2026 has a fundamentally different context. The companies cutting now are posting record profits. Meta reported Q4 2025 quarterly profit of $22.77 billion (record). Microsoft just announced Q3 numbers that exceeded all expectations before its buyouts. Amazon Web Services is growing double-digit. These layoffs aren’t a retreat — they are a deliberate reallocation.

What’s being reallocated: money from labor costs to capital expenditure. Specifically to AI infrastructure — data centers, GPU clusters, highly-paid AI specialists. Meta is investing between $115 and $135 billion in CapEx in 2026, versus $72 billion in 2025. Microsoft has announced $80 billion CapEx for 2026. Amazon $100+ billion. Google $75-85 billion.

The magnitude is historically unmatched.
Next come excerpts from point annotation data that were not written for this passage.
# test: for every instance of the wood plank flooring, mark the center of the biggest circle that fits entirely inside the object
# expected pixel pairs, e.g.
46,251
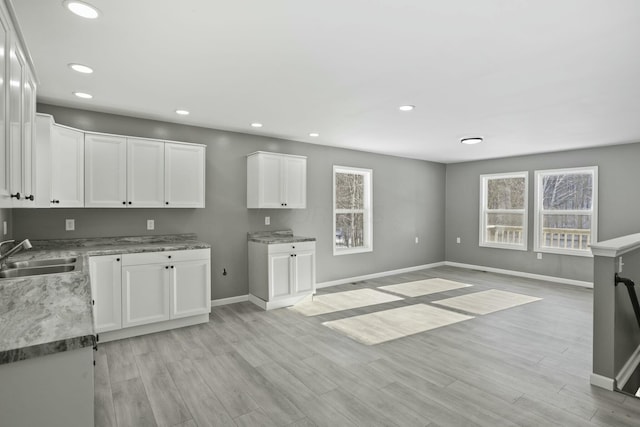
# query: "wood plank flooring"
524,366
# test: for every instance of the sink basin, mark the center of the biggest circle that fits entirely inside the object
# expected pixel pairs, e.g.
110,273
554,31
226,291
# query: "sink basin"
36,271
41,262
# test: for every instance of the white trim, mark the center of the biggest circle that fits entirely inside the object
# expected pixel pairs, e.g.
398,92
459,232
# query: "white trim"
628,368
278,303
522,274
602,382
618,246
230,300
482,239
376,275
150,328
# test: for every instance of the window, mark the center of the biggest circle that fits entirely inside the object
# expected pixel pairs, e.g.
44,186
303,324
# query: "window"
566,210
352,227
503,210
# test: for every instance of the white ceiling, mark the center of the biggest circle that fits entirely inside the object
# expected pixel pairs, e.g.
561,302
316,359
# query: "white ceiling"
528,75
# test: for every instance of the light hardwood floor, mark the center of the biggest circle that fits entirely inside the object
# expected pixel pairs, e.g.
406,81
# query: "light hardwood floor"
524,366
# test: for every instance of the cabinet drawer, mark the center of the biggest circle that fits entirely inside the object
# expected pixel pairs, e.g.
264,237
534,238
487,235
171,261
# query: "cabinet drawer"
291,247
165,256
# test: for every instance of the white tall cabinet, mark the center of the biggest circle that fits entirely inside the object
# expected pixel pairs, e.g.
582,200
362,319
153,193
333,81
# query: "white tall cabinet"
276,181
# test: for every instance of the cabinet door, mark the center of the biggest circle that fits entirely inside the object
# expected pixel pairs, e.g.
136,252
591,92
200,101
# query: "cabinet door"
67,167
184,175
145,294
106,278
304,272
16,67
279,275
105,160
5,159
145,173
190,288
270,193
295,182
29,146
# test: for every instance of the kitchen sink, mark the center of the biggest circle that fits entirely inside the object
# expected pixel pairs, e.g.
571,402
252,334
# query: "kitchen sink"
41,262
36,271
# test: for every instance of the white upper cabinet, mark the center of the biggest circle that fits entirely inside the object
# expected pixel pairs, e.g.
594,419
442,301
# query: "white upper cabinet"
276,181
142,173
145,173
17,109
67,167
5,179
105,180
184,175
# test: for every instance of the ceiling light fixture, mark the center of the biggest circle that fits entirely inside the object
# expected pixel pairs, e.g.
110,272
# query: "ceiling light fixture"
82,9
81,68
83,95
472,140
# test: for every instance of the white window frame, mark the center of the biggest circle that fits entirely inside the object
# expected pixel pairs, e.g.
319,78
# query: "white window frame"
367,211
539,175
484,211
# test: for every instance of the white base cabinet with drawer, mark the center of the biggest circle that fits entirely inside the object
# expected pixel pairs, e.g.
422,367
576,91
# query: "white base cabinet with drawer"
140,293
281,274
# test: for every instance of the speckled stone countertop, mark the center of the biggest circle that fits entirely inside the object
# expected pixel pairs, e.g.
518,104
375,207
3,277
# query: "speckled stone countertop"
48,314
274,237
Even at the peak of the dotcom bubble in 1999-2000, tech CapEx spending was a fraction of what’s flowing into US AI infrastructure in 2026. We’re talking about investment sums that approach the GDP of medium-sized industrial countries.

Who benefits, who loses

Nvidia — receiving a substantial share of GPU orders. Stock remains among top performers in the mega-cap space despite high valuation.
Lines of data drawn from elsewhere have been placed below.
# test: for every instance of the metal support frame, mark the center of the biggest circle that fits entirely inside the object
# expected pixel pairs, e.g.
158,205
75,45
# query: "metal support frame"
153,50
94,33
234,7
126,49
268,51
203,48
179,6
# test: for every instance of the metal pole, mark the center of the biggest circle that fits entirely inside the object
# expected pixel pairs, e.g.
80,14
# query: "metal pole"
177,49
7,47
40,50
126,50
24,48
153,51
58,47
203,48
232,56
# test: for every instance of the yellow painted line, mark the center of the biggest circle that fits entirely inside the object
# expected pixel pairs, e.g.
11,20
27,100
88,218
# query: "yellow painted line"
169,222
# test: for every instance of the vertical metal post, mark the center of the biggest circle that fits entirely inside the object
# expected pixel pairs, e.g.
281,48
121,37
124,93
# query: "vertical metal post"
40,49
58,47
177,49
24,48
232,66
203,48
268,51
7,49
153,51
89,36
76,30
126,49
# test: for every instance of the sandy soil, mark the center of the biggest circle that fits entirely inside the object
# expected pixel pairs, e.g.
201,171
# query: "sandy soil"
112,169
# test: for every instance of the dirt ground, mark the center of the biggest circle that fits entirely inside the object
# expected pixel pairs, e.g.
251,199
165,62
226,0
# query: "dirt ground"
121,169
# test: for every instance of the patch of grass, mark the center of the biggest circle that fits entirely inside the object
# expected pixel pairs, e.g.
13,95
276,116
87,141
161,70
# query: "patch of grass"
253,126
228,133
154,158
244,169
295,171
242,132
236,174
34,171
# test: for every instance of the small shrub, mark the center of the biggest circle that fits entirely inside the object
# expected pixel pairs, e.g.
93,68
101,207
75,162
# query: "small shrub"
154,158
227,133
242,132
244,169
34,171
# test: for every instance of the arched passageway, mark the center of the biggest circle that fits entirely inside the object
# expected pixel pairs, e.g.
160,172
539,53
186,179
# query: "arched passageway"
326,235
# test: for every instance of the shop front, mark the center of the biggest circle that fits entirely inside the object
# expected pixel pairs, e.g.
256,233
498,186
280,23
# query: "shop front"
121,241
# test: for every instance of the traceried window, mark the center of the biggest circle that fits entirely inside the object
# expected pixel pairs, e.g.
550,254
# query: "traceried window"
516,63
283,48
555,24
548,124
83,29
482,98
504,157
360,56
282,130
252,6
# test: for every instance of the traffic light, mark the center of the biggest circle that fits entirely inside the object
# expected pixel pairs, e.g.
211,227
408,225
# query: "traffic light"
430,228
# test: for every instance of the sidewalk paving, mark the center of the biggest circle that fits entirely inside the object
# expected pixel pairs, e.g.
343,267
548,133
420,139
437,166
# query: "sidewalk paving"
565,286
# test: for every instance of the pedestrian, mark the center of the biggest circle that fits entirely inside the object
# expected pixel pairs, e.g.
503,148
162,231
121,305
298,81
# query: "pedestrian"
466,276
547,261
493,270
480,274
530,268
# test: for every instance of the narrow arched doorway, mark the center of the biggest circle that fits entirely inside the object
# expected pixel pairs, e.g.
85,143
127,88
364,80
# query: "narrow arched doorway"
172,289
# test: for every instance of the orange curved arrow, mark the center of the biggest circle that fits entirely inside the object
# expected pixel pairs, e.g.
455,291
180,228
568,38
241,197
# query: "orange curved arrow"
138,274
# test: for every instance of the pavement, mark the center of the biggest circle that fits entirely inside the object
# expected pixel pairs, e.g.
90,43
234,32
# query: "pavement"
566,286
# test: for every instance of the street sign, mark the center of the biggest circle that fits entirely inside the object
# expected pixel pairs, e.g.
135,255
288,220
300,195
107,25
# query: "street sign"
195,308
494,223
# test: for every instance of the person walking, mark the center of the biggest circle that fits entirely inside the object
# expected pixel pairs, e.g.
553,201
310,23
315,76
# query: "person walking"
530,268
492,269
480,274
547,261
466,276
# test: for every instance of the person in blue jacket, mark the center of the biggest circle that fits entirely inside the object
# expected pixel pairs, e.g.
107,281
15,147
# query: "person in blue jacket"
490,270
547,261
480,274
TSMC — produces the chips. The only foundry player delivering advanced nodes in meaningful volume. Structural scarcity, pricing power.
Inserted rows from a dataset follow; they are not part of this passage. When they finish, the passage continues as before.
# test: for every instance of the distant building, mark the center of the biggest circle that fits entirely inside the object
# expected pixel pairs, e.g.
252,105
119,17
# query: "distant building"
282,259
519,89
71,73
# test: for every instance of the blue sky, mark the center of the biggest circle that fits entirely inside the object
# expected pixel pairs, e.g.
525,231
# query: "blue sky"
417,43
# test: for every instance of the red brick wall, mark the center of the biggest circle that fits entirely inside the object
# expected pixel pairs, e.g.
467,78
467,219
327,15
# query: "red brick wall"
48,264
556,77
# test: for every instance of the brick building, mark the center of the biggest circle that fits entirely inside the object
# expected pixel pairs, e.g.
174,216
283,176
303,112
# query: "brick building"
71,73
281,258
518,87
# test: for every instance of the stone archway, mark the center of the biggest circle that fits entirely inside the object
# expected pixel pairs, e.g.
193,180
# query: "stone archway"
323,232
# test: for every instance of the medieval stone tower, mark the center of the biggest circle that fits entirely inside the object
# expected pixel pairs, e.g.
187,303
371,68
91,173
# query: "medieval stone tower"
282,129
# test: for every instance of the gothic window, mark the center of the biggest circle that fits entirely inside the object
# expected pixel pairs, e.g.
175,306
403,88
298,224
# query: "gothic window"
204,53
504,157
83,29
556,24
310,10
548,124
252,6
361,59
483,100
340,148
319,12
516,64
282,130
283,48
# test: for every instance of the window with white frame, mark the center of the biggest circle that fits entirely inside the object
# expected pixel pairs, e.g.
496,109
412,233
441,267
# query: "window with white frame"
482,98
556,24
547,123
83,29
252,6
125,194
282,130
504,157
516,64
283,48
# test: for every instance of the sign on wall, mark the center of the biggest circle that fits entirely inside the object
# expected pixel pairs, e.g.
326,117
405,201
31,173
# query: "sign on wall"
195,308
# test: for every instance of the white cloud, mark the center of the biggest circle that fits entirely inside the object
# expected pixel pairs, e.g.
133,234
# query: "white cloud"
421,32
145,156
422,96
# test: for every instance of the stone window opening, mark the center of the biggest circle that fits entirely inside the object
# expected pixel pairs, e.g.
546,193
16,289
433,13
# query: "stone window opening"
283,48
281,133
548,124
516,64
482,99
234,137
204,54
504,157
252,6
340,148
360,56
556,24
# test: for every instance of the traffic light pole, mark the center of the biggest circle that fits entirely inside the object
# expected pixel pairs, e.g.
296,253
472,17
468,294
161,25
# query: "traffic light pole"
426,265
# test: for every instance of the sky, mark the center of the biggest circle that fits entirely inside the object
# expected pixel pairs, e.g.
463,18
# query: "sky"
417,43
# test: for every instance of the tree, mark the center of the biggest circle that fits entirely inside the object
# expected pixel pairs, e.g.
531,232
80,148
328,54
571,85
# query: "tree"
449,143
Energy infrastructure — data centers need massive power. NextEra (NEE), Southern Company (SO), Constellation Energy (CEG), Williams (WMB).

Datacenter REITs — Equinix (EQIX), Digital Realty (DLR), Iron Mountain (IRM). All three significantly outperformed the broad REIT market in 2026.

Power grid builders — Quanta Services (PWR), MasTec (MTZ), MYR Group. Order books are filled for 5+ years.

The direct losers: Middle tech workforce losing negotiating power. Tech-heavy office REITs (Boston Properties, Hudson Pacific). Tech-oriented consumer companies targeting high-income tech employees.

What will follow next

Banks and insurance — Bank of America has already announced 5,000 jobs for 2026. AI replaces standard tasks (compliance, risk modeling, customer service).

Consulting — Accenture, Deloitte, PwC have implemented hiring freezes. Next layoffs in Q3/Q4 2026 are likely.

Media and publishing — The next wave hits mid-sized publishers and local media. Creative professions — copywriters, illustrators, translators — have suffered most from AI substitution.

Customer service centers — Klarna has already replaced 700 customer service workers with AI. Others follow.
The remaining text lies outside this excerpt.